Unnamed: 0,Rural,Urban
0,0,1
1,1,0
2,1,0
3,0,1
4,1,0


In [15]:
# Generating smoking_status dummies
smoking_status_dummies = pd.get_dummies(X['smoking_status'])
smoking_status_dummies.head()

Unnamed: 0,Unknown,formerly smoked,never smoked,smokes
0,0,1,0,0
1,0,0,1,0
2,0,0,1,0
3,0,0,0,1
4,0,0,1,0


In [18]:
# Checking bmi NA values 
X['bmi'].isna().value_counts()

False    4909
True      201
Name: bmi, dtype: int64

In [21]:
# Replacing bmi NA values with bmi mean
bmi_mean = X['bmi'].mean()
X['bmi'].fillna(value=bmi_mean, inplace=True)

In [22]:
# Checking bmi NA values 
X['bmi'].isna().value_counts()

False    5110
Name: bmi, dtype: int64

In [23]:
# Combining Dummies
X_new = pd.concat([gender_dummies,ever_married_dummies,work_type_dummies,residence_type_dummies,smoking_status_dummies],axis=1)
X_new.head()

Unnamed: 0,Female,Male,No,Yes,Govt_job,Private,Self-employed,children,Rural,Urban,Unknown,formerly smoked,never smoked,smokes
0,0,1,0,1,0,1,0,0,0,1,0,1,0,0
1,1,0,0,1,0,0,1,0,1,0,0,0,1,0
2,0,1,0,1,0,1,0,0,1,0,0,0,1,0
3,1,0,0,1,0,1,0,0,0,1,0,0,0,1
4,1,0,0,1,0,0,1,0,1,0,0,0,1,0


In [24]:
# Merging DataFrames
X_new = pd.concat([X.drop(['gender','ever_married','work_type','Residence_type','smoking_status'],axis=1),X_new],axis=1)
X_new.head()

Unnamed: 0,age,hypertension,heart_disease,avg_glucose_level,bmi,Female,Male,No,Yes,Govt_job,Private,Self-employed,children,Rural,Urban,Unknown,formerly smoked,never smoked,smokes
0,67.0,0,1,228.69,36.6,0,1,0,1,0,1,0,0,0,1,0,1,0,0
1,61.0,0,0,202.21,28.893237,1,0,0,1,0,0,1,0,1,0,0,0,1,0
2,80.0,0,1,105.92,32.5,0,1,0,1,0,1,0,0,1,0,0,0,1,0
3,49.0,0,0,171.23,34.4,1,0,0,1,0,1,0,0,0,1,0,0,0,1
4,79.0,1,0,174.12,24.0,1,0,0,1,0,0,1,0,1,0,0,0,1,0


In [25]:
# Splitting Data Into Training and Testing data
from sklearn.model_selection import train_test_split as tts
X_train, X_test, y_train, y_test = tts(X_new,y,test_size=0.1)

In [26]:
X_train.shape

(4599, 19)

In [27]:
X_test.shape

(511, 19)

In [28]:
y_train.shape

(4599,)

In [30]:
y_test.shape

(511,)

In [31]:
# Creating Random Forest Model
stroke_rf_model = RFC()

In [32]:
# Training Random Forest Model
stroke_rf_model.fit(X_train,y_train)

RandomForestClassifier()

In [33]:
# Scoring Random Forest Model
print("Stroke Random Forest Model Score : {:.4f}".format(stroke_rf_model.score(X_test,y_test)))

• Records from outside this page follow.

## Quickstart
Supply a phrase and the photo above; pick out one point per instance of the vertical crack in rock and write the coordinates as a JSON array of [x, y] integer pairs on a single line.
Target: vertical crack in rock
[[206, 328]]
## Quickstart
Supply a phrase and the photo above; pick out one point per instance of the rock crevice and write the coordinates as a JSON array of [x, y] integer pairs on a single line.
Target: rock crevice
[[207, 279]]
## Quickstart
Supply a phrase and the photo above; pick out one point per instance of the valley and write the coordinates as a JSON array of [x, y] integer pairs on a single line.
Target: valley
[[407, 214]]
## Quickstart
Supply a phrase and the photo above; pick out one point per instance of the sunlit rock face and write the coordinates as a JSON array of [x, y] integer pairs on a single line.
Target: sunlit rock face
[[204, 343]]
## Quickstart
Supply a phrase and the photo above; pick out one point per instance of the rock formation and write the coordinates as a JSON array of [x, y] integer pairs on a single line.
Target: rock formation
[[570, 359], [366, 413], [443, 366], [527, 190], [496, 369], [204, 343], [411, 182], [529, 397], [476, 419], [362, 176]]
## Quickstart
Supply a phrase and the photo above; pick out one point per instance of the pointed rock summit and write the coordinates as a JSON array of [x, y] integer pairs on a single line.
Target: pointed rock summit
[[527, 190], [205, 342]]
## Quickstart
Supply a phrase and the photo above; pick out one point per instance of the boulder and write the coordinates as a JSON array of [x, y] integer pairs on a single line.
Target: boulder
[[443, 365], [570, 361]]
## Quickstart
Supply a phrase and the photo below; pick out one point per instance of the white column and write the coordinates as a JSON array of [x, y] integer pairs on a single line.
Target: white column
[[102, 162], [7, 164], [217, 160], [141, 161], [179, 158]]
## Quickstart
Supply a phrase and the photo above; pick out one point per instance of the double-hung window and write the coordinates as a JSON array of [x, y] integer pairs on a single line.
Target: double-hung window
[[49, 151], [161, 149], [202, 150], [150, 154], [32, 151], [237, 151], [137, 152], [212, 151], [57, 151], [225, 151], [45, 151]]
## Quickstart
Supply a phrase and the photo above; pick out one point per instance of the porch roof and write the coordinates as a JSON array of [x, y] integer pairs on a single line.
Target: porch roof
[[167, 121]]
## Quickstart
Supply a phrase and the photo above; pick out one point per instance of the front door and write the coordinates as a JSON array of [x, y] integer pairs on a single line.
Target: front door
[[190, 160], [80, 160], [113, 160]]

Stroke Random Forest Model Score : 0.9609


In [47]:
# Tuning Random Forest Model
scores = []
n_est = 10
depth = 5
for i in range(10):
    X_train, X_test, y_train, y_test = tts(X_new,y,test_size=0.1)
    stroke_rf_model = RFC(n_estimators=n_est,max_depth=depth)
    stroke_rf_model.fit(X_train,y_train)
    scores.append(stroke_rf_model.score(X_test,y_test))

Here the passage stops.